Establishing impact markets would probably involve many high-stakes decisions under great uncertainty. (e.g. should an impact market be launched? Should the impact market be decentralized? Should a certain person be invited to serve as a retro funder? Should certain certificates be deleted? What instructions should be communicated to potential market participants?) We should protect the integrity of these decisions by insulating them from conflicts of interest.
This point seems important even conditional on the people involved being the most careful and EA-aligned people in the world. (Because they are still humans, and humans' judgment is likely to be affected by biases/self-deception when there is a huge financial profit at stake).
- Currently, launching impact markets seems to us (non-robustly) net-negative. The following types of impact markets seems especially concerning:
- Decentralized impact markets (in which there are no accountable decision makers that can control or shut down the market).
- Impact markets that allow certificates for risky interventions, and especially interventions that are related to the impact market itself (e.g. recruiting new retro funders).
- On the other hand, we’re excited about work to further understand the benefits and costs of different funding structures. If there were a robust mechanism to allow the markets to avoid the risks discussed in this post (& ideally handle moral trade as well), we think impact markets could have very high potential. We just don’t think we’re there yet.
- In any case, launching an impact market should not be done without (weak) consensus among the EA community, in order to avoid the unilateralist's curse.
- To avoid tricky conflicts of interest, work to establish impact markets should only ever be funded in forward-looking ways.
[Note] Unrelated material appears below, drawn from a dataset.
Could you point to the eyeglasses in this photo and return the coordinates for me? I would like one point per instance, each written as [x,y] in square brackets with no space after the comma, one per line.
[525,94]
Retro funders should commit to not buying impact of work that led to impact markets (at least work before the time when the incentivization of net-negative projects has been robustly cleared up, if it ever is). EA should socially disapprove of anyone who did work on impact markets trying to sell impact of that work.
- All of this relates to markets which encourage retrospective funding (especially but not exclusively if they also allow for the resale of impact).
- In particular, this is not intended to apply to introducing market-like mechanisms like explicit allocation of credit between contributors to projects. While such mechanisms may be useful for supporting impact markets, they are also useful in their own right (for propagating price information without distorting incentives), and we’re in favour of experiments with such credit allocation.
The risk was probably first pointed out by Ryan Carey.